1

My program should read ~400.000 csv files and it takes very long. The code I use is:

        for file in self.files:
            size=2048
            csvData = pd.read_csv(file, sep='\t', names=['acol', 'bcol'], header=None, skiprows=range(0,int(size/2)), skipfooter=(int(size/2)-10))

            for index in range(0,10):
                s=s+float(csvData['bcol'][index])
            s=s/10
            averages.append(s)
            time=file.rpartition('\\')[2]
            time=int(re.search(r'\d+', time).group())
            times.append(time)

Is there a chance to increase the speed?

prody
  • 194
  • 1
  • 11
  • You could use multithreading / subprocesses to fasten up things. Have a look at https://stackoverflow.com/questions/44950893/processing-huge-csv-file-using-python-and-multithreading for a similar problem. – AnsFourtyTwo Sep 23 '19 at 08:49
  • https://stackoverflow.com/questions/52289386/loading-multiple-csv-files-of-a-folder-into-one-dataframe maybe this also helps – PV8 Sep 23 '19 at 08:52

1 Answers1

0

You can use Threading. I took the following code from here and modified for your use case

global times =[]

def my_func(file):
        size=2048
        csvData = pd.read_csv(file, sep='\t', names=['acol', 'bcol'], header=None, skiprows=range(0,int(size/2)), skipfooter=(int(size/2)-10))

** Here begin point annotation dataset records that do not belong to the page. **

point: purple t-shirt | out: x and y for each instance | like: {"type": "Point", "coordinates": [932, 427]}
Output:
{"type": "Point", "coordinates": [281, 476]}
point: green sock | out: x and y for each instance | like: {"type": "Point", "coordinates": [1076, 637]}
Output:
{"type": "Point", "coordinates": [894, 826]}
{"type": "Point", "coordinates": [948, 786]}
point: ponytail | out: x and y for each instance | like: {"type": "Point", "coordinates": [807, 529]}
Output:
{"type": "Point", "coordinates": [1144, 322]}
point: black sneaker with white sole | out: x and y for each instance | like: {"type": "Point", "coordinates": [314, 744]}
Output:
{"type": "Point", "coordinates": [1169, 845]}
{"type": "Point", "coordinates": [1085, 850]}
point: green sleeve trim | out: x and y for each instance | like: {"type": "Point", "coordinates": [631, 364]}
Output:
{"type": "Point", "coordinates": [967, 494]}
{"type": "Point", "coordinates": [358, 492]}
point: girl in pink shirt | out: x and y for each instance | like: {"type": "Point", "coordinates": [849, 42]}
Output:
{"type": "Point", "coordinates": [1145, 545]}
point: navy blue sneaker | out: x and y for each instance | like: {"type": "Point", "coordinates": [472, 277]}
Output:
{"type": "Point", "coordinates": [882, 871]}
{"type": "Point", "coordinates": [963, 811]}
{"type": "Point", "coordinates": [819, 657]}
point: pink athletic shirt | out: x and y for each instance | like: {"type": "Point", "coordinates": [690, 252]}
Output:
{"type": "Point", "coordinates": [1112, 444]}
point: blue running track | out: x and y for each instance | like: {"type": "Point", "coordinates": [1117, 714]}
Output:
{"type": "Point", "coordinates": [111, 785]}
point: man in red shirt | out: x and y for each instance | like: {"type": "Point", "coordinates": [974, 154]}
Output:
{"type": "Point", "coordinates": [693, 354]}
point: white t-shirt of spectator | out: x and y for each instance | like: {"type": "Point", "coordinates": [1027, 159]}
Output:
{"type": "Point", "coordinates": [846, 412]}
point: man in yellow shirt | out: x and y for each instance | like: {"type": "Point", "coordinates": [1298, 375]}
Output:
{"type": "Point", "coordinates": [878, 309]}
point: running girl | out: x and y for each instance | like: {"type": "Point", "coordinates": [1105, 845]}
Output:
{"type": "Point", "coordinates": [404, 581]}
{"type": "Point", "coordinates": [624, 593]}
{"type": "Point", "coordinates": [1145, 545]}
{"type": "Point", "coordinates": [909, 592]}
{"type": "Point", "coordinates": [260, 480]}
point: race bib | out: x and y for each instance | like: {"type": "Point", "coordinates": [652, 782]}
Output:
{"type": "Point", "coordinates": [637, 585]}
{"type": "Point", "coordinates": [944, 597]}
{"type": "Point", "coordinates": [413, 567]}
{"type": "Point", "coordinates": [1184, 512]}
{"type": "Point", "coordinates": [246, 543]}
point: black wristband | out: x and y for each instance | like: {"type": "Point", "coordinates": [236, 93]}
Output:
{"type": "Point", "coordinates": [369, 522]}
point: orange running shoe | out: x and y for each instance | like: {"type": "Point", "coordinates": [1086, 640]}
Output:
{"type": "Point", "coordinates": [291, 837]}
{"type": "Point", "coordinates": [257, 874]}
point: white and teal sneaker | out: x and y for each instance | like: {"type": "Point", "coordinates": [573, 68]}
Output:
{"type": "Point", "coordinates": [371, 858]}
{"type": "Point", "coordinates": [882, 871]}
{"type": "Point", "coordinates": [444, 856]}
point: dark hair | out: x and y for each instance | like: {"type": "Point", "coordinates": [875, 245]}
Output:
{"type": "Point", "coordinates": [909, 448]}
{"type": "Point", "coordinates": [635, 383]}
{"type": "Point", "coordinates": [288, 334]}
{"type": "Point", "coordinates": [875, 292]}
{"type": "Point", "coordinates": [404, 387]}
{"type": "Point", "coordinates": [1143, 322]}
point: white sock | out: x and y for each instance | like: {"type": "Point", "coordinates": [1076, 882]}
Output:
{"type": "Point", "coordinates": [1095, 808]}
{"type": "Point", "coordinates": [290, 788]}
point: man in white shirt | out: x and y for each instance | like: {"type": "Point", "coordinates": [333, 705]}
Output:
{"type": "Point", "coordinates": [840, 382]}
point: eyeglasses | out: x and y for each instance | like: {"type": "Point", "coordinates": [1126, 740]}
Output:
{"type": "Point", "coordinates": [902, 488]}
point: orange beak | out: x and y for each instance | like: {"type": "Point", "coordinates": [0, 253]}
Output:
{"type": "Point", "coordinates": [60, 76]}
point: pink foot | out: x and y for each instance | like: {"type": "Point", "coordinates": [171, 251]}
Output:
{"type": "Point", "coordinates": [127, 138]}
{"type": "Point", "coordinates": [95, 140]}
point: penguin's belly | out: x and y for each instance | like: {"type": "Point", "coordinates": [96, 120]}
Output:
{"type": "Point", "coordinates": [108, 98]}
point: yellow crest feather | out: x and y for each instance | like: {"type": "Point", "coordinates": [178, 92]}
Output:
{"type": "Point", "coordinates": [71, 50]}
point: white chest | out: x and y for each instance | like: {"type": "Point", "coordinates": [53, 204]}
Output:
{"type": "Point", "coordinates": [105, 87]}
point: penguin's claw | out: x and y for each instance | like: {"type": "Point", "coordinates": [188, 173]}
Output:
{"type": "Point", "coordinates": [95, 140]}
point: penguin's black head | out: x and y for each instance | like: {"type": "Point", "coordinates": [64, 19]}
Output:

        for index in range(0,10):
            s=s+float(csvData['bcol'][index])
        s=s/10
        averages.append(s)
        time=file.rpartition('\\')[2]
        time=int(re.search(r'\d+', time).group())
        times.append(time)

threads = []
# In this case 'self.files' is a list of files to be read.
for ii in range(self.files):
# We start one thread per file present.
    process = Thread(target=my_func, args=[ii])
    process.start()
    threads.append(process)
# We now pause execution on the main thread by 'joining' all of our started threads.
# This ensures that each has finished processing the urls.
for process in threads:
    process.join()
rawwar
  • 4,834
  • 9
  • 32
  • 57